Setelah itu, Huang Ershao kembali kepada topik utama, “Paduka Kaisar, jadi, tentang isi kertas itu, apakah saya harus melakukannya?”

“Menurutmu sendiri bagaimana? Apakah kau tertarik pada kecantikan Nona Besar keluarga Jiang yang disebut-sebut sebagai wanita tercantik di ibu kota?” Untuk pujian Huang Ershao tadi, Zhu Jingxuan tidak memberi tanggapan, namun mengenai urusan lamaran itu, ia justru tertarik.

“Paduka Kaisar, wanita tercantik di ibu kota ini, di seluruh negeri, hanya Baginda yang pantas memilikinya. Mana mungkin saya berani menginginkannya?” jawab Huang Ershao merendah.
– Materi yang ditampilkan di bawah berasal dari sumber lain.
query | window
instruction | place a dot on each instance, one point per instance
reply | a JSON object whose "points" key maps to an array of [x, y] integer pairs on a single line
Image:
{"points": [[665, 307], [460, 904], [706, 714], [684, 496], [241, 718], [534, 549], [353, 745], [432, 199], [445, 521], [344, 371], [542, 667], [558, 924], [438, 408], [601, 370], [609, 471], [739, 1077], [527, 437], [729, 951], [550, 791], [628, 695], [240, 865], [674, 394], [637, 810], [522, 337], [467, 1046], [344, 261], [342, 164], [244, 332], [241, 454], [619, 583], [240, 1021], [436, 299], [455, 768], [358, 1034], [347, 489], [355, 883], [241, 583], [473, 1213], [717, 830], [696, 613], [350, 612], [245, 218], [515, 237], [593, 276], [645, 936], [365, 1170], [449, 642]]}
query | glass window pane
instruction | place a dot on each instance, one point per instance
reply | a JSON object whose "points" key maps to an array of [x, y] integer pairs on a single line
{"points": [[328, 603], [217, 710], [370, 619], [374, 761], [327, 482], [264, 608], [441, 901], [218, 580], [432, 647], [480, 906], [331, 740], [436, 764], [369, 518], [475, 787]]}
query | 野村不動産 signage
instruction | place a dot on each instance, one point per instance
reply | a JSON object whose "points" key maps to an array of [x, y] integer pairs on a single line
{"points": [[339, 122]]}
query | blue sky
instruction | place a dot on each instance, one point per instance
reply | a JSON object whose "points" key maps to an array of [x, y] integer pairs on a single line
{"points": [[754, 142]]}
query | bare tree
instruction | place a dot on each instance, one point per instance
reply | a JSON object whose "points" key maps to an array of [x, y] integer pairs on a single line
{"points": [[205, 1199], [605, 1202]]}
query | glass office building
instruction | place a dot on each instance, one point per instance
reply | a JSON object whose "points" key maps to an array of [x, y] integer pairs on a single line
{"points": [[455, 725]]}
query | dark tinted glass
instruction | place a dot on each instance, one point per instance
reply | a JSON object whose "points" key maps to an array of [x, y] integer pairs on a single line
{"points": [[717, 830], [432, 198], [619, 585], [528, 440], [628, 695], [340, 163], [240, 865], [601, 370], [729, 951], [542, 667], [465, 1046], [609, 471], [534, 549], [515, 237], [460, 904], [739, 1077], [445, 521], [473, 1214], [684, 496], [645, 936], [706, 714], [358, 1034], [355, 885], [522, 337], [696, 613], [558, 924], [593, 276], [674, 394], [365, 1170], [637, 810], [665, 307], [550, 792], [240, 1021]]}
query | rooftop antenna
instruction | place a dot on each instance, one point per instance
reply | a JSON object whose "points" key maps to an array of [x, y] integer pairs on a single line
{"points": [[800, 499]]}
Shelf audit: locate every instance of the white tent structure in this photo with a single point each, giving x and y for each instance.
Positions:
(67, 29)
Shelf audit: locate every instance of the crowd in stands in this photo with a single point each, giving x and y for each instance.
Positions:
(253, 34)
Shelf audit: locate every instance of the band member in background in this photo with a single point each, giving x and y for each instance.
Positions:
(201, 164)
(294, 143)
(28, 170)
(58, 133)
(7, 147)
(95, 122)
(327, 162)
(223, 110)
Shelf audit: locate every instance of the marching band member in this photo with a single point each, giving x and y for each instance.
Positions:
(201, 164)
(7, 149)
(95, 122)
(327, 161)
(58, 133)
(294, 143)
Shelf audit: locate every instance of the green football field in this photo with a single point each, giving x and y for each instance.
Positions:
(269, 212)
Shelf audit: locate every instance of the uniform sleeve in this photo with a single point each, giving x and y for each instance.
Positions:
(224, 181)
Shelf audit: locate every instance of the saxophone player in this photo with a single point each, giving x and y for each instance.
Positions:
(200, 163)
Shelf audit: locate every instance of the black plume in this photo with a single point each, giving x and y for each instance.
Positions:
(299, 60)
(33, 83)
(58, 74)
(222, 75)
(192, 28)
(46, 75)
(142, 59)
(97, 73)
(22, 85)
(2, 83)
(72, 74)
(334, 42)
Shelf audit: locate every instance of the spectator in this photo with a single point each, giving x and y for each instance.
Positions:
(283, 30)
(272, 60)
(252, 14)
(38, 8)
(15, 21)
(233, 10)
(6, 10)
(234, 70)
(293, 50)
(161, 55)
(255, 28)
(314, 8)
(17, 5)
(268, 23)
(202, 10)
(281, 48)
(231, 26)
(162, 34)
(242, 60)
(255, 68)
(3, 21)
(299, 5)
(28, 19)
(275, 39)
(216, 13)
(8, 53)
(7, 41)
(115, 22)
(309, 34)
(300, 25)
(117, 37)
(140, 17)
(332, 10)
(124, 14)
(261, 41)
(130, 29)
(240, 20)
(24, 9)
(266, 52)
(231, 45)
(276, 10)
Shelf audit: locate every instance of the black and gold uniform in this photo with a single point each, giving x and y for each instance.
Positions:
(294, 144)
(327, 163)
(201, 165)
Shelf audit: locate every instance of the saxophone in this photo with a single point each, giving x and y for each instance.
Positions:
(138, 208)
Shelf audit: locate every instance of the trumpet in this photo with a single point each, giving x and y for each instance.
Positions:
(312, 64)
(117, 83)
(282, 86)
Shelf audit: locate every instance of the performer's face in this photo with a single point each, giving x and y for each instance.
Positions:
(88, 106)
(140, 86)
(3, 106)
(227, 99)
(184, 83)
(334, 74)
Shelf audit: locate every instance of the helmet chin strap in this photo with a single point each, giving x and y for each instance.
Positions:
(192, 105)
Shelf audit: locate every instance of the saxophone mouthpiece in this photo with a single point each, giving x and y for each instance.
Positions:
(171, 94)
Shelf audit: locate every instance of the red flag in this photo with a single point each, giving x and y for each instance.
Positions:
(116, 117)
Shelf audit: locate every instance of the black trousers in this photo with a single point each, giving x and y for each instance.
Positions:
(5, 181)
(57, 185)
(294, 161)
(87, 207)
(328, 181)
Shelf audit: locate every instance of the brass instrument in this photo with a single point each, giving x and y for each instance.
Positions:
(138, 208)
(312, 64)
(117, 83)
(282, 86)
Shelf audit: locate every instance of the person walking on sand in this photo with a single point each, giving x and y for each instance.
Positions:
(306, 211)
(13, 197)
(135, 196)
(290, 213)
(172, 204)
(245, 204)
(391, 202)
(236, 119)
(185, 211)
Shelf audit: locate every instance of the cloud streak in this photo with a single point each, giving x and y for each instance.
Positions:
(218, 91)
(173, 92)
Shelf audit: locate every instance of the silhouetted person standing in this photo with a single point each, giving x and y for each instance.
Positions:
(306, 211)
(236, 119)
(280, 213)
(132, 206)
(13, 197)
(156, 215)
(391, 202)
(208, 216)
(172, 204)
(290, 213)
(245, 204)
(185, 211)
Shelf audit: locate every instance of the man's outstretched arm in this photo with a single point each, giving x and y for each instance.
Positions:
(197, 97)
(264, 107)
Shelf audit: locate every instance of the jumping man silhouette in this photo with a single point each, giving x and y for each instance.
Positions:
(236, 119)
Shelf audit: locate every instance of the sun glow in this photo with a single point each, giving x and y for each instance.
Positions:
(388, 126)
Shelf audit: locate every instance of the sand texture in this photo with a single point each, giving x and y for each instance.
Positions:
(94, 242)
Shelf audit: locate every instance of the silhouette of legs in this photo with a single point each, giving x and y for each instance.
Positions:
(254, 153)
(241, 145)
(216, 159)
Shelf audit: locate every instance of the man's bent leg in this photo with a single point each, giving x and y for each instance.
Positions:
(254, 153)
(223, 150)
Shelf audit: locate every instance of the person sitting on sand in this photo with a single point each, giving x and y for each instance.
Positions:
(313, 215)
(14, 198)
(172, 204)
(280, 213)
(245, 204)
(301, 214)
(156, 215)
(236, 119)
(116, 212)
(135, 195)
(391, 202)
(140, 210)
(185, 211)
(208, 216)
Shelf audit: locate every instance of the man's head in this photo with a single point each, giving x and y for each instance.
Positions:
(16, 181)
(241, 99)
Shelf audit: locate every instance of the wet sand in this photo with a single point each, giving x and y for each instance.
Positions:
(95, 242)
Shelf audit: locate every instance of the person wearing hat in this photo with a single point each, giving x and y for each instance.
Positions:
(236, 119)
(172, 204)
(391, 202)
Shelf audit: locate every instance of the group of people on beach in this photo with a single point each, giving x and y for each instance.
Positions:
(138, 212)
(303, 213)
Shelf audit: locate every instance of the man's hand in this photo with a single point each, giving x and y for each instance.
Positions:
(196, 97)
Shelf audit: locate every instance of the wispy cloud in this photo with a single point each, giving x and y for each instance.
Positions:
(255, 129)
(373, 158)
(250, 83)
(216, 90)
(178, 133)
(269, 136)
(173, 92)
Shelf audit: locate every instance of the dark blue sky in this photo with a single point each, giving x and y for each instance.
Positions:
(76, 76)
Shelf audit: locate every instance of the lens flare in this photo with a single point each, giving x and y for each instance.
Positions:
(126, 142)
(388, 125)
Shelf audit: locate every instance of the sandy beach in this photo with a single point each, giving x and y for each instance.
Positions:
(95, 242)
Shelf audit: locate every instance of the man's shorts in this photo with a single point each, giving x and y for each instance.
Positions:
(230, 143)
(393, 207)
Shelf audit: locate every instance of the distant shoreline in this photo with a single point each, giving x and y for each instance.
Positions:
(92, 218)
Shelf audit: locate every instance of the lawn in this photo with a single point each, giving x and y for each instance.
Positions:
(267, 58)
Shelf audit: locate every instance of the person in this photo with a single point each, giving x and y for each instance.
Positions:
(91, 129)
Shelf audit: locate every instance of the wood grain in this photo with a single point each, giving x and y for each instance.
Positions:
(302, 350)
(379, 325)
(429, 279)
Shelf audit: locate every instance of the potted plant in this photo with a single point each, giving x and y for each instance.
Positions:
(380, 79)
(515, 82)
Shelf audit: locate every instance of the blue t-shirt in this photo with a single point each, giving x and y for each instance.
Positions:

Zhu Jingxuan tidak berkomentar atas jawabannya. Setelah berpikir sejenak, ia berkata,

“Kertas itu toh tidak menyebutkan kapan kau harus melamar ke Kediaman Pengawal Negara. Kalau begitu, sebaiknya kau tunggu dulu. Lihat saja apa yang akan dilakukan Nona Besar keluarga Jiang dalam pertemuan puisi besok.”

“Sepertinya, tujuan utama pertemuan puisi besok memang untuk membantah rumor dan memulihkan namanya.”

“Kalau dia berhasil mengembalikan reputasinya, urusan lamaranmu jadi tak perlu, bahkan jika kau tetap membawa seserahan, bisa-bisa malah memperburuk hubungan dengan keluarga Pengawal Negara, benar-benar merugikan.”

“Tetapi kalau dia gagal memulihkan nama baiknya, barulah kau jalankan isi kertas itu, bawa seserahan dan melamar ke kediaman mereka. Siapa tahu, kau benar-benar bisa membawa pulang ‘wanita tercantik di ibu kota’ itu!”

...

Mendengar penjelasan Zhu Jingxuan, Tuan Muda Huang tampak tak percaya. Setelah tertegun sejenak, ia dengan hati-hati mengingatkan Zhu Jingxuan, “Lalu… Paduka Kaisar, orang yang mengirimkan kertas ini pada saya, apakah kita tidak perlu menyelidikinya lebih lanjut?”